Nello specifico, la Chiesa siciliana presentava una forte struttura gerarchica con al vertice l’Arcivescovo metropolita di Siracusa e poi con i Vescovi delle più importanti sedi vescovili, quali Leontinoi (Lentini), Catania, Taormina, Messina, Tyndarion, Palermo, Lilybaion (Marsala), Trokalis (Caltabellotta), Agrigento, Lipari e Malta, sedi alle quali nel VII sec. si aggiunsero Thermai (Termini Imerese) e Mylae (Milazzo). In questa gerarchia seguivano agli Eparchi (Vescovi), i Presbiteri, chiamati Papas e Protopapas (Arcipreti) e i Diaconi, adibiti ai servizi divini, all’amministrazione dei sacramenti e alla lettura delle Sacre scritture.
Le più alte cariche erano affidate ai Chierici greci, come dimostrato dal fatto che ben quattro vescovi di Roma furono Greci: Agatone (678-681), Leone II (682-683), Conone (686-687), Sergio I (687-701).

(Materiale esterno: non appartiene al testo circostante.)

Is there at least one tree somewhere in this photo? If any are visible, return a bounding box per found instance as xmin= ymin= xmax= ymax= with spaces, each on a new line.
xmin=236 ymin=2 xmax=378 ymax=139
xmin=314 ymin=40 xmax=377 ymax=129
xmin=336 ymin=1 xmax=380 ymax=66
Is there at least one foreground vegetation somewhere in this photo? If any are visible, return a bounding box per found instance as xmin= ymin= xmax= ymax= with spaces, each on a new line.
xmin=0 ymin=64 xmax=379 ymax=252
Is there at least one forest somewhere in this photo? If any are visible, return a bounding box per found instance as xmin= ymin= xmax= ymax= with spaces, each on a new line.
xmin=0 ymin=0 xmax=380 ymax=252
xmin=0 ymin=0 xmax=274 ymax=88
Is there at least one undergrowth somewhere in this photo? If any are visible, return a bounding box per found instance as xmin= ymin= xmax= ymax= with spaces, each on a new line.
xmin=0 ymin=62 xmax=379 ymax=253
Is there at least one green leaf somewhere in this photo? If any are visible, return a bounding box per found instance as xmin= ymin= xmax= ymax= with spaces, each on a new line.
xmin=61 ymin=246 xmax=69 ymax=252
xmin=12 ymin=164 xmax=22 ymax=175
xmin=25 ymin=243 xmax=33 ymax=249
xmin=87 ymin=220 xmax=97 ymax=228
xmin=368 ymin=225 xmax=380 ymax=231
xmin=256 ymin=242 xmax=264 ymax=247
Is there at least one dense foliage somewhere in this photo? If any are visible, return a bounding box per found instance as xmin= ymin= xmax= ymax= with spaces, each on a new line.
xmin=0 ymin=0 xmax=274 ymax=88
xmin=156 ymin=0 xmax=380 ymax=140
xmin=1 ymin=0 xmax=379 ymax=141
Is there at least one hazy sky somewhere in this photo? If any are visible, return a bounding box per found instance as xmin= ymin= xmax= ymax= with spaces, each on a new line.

Nel 732 tuttavia questo clima di contaminazione si sfalda e si acuiscono le controversie politiche e dottrinali tra Roma e l'Impero d'Oriente, poiché il Papa Gregorio III si rifiutò di approvare gli Editti iconoclasti, emanati dall'imperatore Leone III, il quale reagì requisendo i beni della Chiesa in Calabria, Puglia, Basilicata e Sicilia e sottoponendo all'autorità del patriarca di Costantinopoli tutte le Diocesi dell'Italia meridionale e dei Balcani. In tale contesto le ulteriori persecuzioni iconoclaste indussero molti fedeli e santi monaci a lasciare i territori orientali dell’Impero e a cercare rifugio in Italia meridionale e in Sicilia, luoghi nei quali riuscirono a nascondere preziose icone e reliquie, ancora oggi venerate dai fedeli.